The Rose of Sharon was one of the most popular applique patterns during the nineteenth-century. Its name is believed to derive from the old Testament "Song of Songs" or "Song of Solomon," which is sometimes interpreted as a celebration of wedded love. Because of this association the Rose of Sharon is a common bridal motif on quilts and linen. Variations of the design include the Whig Rose, Kentucky Rose, Tea Rose, and Mexican Rose. The general design, however, includes red or pink flowers, sometimes both, attached to green stems with vines arranged in squares, crisscrosses, or as in this case, circular wreaths.
This particular quilt dates to the late nineteenth-century. The date is determined by a number of factors, key among them being the fabric. Block applique quilts of red and green fabric were quite popular in the middle of the nineteenth-century, and were almost always made as "best" quilts. They represented the maker's most skillful work and were reserved for use only on very special occasions. Additional consideration in the dating of this piece is its design. In the early nineteenth-century, large central medallion compositions were in vogue for appliqued quilts. As the decades passed, these quilt designs were broken down into smaller blocks, first four, then increasingly smaller and more numerous blocks, culmination in album-style quilts in mid-century.

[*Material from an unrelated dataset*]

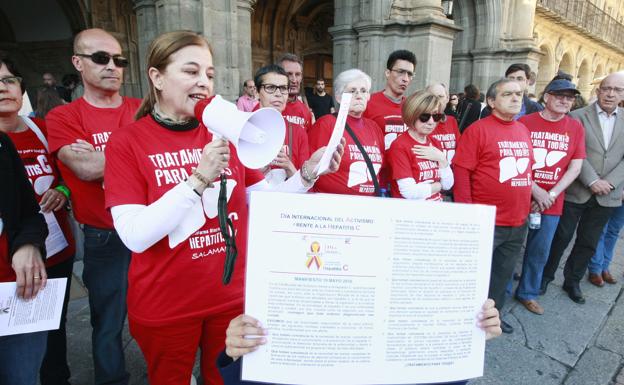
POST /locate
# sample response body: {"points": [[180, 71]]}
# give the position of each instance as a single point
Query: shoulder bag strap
{"points": [[33, 127], [369, 164]]}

The green that is used in this quilt was achieved by a two-step chemical over-dying process, applying either blue dye over yellow or yellow dye over blue. These over-dyed greens were nearly always unstable and quickly changed in color. They were, however, favored with quilt makers for the interesting shades they took on with age.
Techniques: Hand appliqued, hand quilted
Geographic Location: North and Central America, United States.